One would think employers would value such people. The CPRR sure did.

"The San Francisco Times says there are Chinamen who have been on that work who are better at aligning roads than many white men who have been educated in the business, and they will strike a truer line with the unassisted eye than most white men can with the use of instruments."

And so on. In a tunnel-drilling competition between gangs of Chinese and Irishmen "bets were freely made that the white men would come out winners, but at the end of the day, when the work of each party was measured, it was found that the Chinamen had burrowed further into the rock that the others and were, moreover, less fatigued."

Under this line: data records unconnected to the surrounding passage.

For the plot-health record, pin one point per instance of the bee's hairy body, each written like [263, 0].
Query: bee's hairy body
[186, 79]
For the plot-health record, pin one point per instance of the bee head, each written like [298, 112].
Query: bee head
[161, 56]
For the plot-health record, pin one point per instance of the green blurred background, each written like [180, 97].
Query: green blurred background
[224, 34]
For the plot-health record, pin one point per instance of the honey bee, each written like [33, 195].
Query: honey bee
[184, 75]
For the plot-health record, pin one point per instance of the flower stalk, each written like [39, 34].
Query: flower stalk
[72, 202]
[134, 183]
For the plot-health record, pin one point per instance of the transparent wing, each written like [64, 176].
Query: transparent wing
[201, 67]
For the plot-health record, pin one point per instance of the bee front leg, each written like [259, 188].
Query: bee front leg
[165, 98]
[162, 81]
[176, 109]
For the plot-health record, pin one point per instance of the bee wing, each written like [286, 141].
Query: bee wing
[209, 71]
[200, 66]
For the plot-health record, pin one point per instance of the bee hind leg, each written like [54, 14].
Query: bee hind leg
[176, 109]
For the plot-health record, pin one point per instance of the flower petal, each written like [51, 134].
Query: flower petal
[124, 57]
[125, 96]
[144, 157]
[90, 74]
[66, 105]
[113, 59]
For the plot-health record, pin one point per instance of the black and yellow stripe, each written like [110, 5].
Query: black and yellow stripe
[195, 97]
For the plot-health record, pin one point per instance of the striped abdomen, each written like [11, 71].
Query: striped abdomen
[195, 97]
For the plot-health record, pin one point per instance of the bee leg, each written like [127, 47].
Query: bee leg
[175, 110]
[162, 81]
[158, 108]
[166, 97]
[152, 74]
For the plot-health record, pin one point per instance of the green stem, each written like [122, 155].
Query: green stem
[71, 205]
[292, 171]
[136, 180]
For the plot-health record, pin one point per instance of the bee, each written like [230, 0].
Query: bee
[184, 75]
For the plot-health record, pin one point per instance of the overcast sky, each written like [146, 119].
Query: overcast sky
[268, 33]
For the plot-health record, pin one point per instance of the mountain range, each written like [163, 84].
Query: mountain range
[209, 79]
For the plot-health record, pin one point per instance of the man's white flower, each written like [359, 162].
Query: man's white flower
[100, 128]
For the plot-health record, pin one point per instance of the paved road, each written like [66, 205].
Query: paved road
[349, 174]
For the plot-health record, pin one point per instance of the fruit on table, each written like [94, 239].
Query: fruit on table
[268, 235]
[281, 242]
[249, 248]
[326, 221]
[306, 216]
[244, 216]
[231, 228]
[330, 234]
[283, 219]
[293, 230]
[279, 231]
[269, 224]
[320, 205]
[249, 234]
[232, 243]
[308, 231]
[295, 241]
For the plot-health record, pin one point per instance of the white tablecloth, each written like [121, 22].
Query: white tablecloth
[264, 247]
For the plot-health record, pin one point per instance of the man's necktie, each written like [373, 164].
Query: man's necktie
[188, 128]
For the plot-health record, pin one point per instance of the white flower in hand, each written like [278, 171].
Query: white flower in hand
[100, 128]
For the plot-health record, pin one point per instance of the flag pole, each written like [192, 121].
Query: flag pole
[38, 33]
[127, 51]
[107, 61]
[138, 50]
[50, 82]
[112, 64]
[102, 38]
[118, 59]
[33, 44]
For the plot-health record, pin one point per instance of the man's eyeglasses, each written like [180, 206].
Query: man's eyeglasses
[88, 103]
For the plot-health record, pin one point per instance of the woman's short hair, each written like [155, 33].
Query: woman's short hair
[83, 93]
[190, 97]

The presence of such workers "will inevitably work a great revolution in labor," the article notes."Works will be accomplished which, without their aid, and as labor now costs, would be left unattempted. They are adept for almost any species of labor."

And yet, the article says, politicians and governments everywhere torment and discriminate against them. "Their popularity depends upon refusing them every privilite and right which other races, however profligate and worthless members of them may be, enjoy to the fullest extent."

In California, it says, "they are chased, abused, robbed and abominably maltreated by men and boys, their terror affording only amusement, and even the dogs are set upon and taught to bite them."

The article then takes an interesting turn, also paralleling debate today.

"And yet those who thus torture this race call themselves Christian," it says, "and mock and denounce them as idolators and heathens."

Deed, not example, is the key, it says, to those who wonder why the Chinese resent the way they are treated.

"Men may prate to them about American civilization, free and enlightened institutions, the spirit of progress and advanced Christianity until doomsday, but they will fail to respect or attach any value to these high-sounding phrases and professions while they are treated like wild beasts."

The article urges this course, although it does stop short of calling for actual equality.

"These Asiatics are willing to work, and work cheap at any kind of drudgery," he says. "If the Anglo-Saxon is the superior being which he affects to be, he can with safety assume the direction of this class of laborers. He can employ them to goo advantage and, instead of living a life of drudgery himself, he can cultivate his brain and direct and manage their labor to his own and their advantage."

So it's still racially-charged, but it's being nice, not mean, and that ought to count for something.

"If he treat them kindly, and pay them honestly, he will do more to convert them to his religion and ways than years of preaching with a contrary practice would do, and he need not be afraid that their degradation, vices or barbarism will hurt him."

Folks stayed afraid.  The Chinese Exclusion Act of 1882 suspended immigration for decades. The Rock Springs massacre was, sadly, typical.